Todos tenemos algo —o alguien— a lo que nunca le dijimos adiós.
Un mensaje no enviado. Un “mejor dejarlo así”. Una conversación que quedó en suspenso… y se pudrió en silencio.
El duelo sin cierre
Vivimos rodeados de finales abiertos. Y no hablamos de series. Hablamos de vínculos, decisiones, etapas vitales.
Según un estudio de la Universidad de California, el 58% de las personas ha experimentado una ruptura emocional sin explicación clara.

No hubo pelea. No hubo escena.
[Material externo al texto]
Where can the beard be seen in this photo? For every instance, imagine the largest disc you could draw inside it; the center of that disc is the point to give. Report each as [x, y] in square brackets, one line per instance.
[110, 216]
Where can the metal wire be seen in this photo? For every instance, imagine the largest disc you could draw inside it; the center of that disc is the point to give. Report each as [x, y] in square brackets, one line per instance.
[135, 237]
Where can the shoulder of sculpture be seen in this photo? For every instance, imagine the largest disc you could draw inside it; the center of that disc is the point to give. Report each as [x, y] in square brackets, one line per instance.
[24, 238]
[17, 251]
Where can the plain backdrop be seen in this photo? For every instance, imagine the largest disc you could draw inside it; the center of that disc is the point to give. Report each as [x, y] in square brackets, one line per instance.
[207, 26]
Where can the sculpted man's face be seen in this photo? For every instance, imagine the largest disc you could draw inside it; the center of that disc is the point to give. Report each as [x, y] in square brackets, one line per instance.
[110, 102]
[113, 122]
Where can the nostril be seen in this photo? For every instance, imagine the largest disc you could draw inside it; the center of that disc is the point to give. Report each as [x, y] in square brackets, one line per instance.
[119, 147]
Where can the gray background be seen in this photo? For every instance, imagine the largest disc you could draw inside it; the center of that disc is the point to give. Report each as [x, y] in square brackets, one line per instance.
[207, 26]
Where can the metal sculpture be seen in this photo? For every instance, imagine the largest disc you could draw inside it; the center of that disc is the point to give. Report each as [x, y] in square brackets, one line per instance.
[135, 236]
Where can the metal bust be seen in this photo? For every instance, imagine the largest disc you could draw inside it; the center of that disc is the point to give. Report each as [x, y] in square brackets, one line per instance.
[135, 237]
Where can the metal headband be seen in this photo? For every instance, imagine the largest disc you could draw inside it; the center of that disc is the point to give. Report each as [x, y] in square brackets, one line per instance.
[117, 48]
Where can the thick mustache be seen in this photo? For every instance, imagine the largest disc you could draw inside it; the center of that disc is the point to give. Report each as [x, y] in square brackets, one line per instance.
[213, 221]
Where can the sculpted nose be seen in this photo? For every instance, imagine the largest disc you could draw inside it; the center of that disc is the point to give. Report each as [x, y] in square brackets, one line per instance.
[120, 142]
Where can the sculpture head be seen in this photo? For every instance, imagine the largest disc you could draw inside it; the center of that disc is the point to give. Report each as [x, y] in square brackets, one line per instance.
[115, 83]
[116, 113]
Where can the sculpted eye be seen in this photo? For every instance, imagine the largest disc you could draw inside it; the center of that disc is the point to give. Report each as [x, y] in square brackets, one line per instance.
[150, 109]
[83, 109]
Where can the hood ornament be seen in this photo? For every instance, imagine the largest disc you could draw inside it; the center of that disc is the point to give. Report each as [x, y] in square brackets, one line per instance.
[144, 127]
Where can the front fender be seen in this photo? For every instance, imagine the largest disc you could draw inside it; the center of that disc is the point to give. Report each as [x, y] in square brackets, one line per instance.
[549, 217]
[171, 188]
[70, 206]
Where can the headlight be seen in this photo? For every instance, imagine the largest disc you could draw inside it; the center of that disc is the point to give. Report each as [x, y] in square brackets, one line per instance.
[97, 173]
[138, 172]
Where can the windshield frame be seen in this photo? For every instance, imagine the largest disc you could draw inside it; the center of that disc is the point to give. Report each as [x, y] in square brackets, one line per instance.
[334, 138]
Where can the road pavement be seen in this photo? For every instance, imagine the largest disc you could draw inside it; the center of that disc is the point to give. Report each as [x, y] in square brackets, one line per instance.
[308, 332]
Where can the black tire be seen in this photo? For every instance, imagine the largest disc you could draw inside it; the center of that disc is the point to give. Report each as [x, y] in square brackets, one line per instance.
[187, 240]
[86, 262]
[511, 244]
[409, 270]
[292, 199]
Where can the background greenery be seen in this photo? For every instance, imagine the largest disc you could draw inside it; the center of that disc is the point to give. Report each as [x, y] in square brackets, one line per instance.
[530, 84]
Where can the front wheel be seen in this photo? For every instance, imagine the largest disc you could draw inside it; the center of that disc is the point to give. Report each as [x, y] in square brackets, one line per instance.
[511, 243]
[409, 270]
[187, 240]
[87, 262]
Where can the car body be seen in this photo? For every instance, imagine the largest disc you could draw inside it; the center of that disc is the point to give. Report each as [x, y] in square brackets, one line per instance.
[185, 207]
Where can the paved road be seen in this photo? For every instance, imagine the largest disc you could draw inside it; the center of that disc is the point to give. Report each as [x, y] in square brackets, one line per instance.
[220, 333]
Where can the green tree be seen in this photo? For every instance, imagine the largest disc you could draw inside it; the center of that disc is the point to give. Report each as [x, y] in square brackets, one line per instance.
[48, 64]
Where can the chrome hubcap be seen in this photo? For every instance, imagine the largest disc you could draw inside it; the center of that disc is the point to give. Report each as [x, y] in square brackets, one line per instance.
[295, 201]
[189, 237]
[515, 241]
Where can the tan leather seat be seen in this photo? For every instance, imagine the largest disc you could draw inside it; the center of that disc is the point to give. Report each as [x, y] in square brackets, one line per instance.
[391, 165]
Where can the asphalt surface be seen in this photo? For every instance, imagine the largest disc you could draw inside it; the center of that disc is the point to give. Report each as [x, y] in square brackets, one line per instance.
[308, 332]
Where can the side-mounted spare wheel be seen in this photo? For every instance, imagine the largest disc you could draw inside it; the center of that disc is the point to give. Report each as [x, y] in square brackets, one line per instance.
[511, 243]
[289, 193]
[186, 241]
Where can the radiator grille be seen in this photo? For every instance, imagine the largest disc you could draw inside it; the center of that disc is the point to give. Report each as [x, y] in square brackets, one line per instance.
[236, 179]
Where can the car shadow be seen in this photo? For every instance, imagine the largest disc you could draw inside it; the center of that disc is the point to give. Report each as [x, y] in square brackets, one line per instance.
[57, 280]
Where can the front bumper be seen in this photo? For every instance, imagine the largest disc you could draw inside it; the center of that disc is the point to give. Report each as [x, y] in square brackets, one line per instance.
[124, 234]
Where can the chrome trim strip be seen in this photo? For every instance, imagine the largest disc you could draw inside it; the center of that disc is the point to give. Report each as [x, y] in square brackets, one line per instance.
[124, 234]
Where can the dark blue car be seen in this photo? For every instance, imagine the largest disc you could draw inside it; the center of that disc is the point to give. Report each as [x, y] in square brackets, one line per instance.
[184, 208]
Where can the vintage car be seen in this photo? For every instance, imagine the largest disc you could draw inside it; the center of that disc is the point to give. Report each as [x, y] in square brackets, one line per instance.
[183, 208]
Solo ausencia sostenida en el tiempo.
Y eso —paradójicamente— duele más que un portazo.
¿Por qué dejamos todo en puntos suspensivos?
- Porque cerrar implica mirar lo que duele.
- Porque es más fácil escapar que confrontar.
- Porque a veces, en lugar de decir “esto terminó”, preferimos que simplemente… se disuelva.
Lo no dicho se queda a vivir
Lo curioso es que todo lo que no cerramos no desaparece.
Se queda flotando. En forma de duda, culpa o fantasía.
El ex que no bloqueamos. El trabajo del que nos fuimos sin aviso. El amigo que dejamos de invitar. Todo sigue ahí, como una pestaña abierta que ya no leemos, pero no cerramos por si acaso.

¿Cerrar o no cerrar?
Hay una sabiduría silenciosa en aceptar que no todos los ciclos tienen final.
Pero también hay algo liberador en nombrar el final, darle forma, y dejarlo ir.
Quizás no haga falta un gran discurso. Tal vez un simple “gracias por lo que fue” alcance.
Conclusión
No todas las despedidas vienen con ceremonia.
Pero si no decimos “esto se terminó”, corremos el riesgo de vivir atrapados entre el recuerdo y la suposición.
Cerrar no siempre es doloroso.
A veces, es lo más amable que podemos hacer por nosotros mismos.